Mayo Clinic, Medtronic researchers get $6.8M from NIH for epileptic seizure smart device

Courtesy of Mayo Clinic

Researchers nabbed a $6.8 million, 5-year grant from the National Institutes of Health to develop technology to predict, track and treat epileptic seizures. The grant is part of the ongoing BRAIN (Brain Research Through Advancing Innovative Neurotechnologies) Initiative launched by President Obama.

A multidisciplinary team of neurologists, scientists and engineers from the Mayo Clinic, University of Pennsylvania, University of Minnesota and Medtronic ($MDT) will be part of the collaborative effort, which will receive $1.4 million annually for up to 5 years. The research goal is to develop an implantable device that can record brain activity continuously and can be used to forecast upcoming seizures, as well as to stimulated multiple brain regions in real time to prevent seizures before they occur.

"People with epilepsy live in a constant fear, because seizures strike randomly. This uncertainty seriously impacts their quality of life," Dr. Gregory Worrell, a Mayo Clinic neurologist who leads the Mayo Clinic Systems Electrophysiology Lab and is the principal investigator on the BRAIN grant, said in a statement.
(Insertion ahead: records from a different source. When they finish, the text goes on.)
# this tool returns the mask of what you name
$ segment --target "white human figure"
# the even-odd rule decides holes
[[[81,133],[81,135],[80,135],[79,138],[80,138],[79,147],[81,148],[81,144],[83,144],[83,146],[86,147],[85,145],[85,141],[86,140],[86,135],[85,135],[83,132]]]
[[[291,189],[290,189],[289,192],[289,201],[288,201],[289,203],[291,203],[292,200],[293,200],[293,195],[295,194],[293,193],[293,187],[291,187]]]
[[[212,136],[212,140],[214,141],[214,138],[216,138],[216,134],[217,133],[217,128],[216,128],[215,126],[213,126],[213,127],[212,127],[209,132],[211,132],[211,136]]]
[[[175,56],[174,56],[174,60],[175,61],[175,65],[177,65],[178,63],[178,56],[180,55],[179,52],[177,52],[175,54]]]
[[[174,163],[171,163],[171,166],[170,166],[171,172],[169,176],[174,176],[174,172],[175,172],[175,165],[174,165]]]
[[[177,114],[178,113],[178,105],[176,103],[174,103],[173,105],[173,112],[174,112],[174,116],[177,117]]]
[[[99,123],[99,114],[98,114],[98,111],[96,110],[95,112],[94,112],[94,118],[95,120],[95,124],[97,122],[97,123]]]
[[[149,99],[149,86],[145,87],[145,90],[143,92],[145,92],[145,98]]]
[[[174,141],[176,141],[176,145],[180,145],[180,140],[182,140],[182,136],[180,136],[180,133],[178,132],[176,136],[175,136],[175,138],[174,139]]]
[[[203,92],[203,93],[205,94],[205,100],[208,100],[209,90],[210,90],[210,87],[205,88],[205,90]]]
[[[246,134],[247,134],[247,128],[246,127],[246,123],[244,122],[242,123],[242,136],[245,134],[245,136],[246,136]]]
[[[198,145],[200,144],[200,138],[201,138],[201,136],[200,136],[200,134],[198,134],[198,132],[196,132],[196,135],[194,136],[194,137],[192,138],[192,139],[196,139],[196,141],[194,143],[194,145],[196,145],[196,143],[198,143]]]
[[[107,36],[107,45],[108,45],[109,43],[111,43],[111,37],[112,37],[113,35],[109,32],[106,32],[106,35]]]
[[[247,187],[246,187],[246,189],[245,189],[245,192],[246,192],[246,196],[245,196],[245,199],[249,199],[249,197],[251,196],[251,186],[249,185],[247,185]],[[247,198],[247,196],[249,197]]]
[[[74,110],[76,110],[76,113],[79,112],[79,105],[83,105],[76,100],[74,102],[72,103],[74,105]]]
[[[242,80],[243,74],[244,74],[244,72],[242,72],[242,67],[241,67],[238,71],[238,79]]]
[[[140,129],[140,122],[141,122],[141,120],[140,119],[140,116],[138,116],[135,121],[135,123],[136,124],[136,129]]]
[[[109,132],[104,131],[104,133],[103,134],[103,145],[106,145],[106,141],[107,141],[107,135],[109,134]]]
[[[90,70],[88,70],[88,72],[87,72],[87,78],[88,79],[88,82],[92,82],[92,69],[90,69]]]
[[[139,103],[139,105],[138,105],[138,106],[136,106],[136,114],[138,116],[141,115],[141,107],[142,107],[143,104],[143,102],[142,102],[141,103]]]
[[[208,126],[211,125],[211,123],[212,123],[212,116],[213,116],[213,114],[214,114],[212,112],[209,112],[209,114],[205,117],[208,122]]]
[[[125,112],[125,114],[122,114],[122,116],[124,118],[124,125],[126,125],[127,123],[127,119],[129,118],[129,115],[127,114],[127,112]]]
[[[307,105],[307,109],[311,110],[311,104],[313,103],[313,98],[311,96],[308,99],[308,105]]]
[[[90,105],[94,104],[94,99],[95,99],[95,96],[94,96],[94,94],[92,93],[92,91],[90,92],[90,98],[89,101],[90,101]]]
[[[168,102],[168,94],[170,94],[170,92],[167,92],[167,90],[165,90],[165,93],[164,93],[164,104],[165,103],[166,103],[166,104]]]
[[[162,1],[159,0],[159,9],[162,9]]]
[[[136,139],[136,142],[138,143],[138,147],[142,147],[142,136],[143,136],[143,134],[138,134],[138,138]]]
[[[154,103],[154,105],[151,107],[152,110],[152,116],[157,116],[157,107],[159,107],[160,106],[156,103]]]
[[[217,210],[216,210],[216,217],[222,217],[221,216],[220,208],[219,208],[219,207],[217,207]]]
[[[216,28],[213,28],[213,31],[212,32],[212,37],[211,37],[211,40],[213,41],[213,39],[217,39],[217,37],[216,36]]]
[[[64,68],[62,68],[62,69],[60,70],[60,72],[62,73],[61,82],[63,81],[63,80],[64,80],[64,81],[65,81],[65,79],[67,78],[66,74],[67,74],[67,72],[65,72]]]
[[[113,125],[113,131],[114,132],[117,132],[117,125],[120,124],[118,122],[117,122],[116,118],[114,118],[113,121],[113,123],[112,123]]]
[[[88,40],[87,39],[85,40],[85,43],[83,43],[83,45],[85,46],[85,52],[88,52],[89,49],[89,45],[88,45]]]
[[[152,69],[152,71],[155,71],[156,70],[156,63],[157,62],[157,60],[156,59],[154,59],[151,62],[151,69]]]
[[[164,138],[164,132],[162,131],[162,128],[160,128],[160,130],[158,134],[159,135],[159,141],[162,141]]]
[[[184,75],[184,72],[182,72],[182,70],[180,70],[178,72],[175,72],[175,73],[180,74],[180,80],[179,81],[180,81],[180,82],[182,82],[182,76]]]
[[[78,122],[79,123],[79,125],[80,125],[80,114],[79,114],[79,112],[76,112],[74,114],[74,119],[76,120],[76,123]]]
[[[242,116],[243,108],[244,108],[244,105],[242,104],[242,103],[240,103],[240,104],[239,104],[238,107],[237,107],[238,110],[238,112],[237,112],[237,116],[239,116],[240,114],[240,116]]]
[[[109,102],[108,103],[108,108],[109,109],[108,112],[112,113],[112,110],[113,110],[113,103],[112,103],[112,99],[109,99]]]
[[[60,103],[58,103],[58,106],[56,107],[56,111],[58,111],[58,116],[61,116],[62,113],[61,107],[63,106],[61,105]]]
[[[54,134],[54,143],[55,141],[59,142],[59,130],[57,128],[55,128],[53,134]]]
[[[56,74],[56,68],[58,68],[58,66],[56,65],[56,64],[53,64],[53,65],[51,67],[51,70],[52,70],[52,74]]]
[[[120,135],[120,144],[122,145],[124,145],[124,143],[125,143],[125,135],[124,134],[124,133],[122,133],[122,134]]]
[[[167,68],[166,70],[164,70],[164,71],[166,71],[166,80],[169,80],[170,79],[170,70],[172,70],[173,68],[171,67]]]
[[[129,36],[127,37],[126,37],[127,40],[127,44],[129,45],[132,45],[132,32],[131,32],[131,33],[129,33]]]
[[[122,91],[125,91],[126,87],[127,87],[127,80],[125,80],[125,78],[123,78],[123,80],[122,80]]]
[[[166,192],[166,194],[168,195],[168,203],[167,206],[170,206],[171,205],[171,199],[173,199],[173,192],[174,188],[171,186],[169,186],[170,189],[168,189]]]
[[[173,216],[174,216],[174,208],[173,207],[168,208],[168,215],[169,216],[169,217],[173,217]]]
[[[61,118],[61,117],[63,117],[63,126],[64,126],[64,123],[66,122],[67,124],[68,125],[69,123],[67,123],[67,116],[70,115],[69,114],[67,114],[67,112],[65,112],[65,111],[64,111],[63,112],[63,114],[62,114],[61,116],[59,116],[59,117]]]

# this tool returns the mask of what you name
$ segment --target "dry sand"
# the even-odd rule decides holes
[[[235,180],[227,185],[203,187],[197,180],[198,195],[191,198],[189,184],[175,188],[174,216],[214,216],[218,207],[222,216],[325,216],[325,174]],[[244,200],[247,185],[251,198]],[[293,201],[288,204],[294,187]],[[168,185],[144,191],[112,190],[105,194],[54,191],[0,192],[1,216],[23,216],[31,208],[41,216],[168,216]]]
He continued, "They often only have seizures a small percentage of their lifetime, but they must take medication daily, because of the apparent random nature of seizures. Our goal is to be able to reliably predict the occurrence of a seizure. The new technology, coupled with the big data analysis, will also be used for effective brain stimulation to prevent seizures before they ever occur."

Worrell has long investigated microseizures, which occur hundreds of times within the regions of the brain that generate seizures, in epileptic patients. Microseizures are thought to sporadically evolve into clinical seizures and are rare in patients without seizures. Clinical seizures are thought to occur when a critical mass of microdomain activity is reached.

Other areas of Worrell's research into the origination of seizures include high-frequency oscillations, ultraslow/DC potentials and extracellular actions potentials of single neurons. These phenomena are investigated with respect to their spatial and temporal relationship to seizure onset.

The Medtronic researcher named as part of the project is Tim Denison, a Technical Fellow at Medtronic and Director of Core Technology in Neuromodulation. He helps to oversee the design of next-gen neural interfaces and algorithms for the treatment of neurological disease.

Earlier this year, Medtronic released 5-year epilepsy data for its deep brain stimulation implant, which was rejected by the FDA after narrowly gaining a recommendation from an agency panel meeting. The device giant has said again that it will try for FDA approval of its DBS therapy for treatment-resistant epilepsy.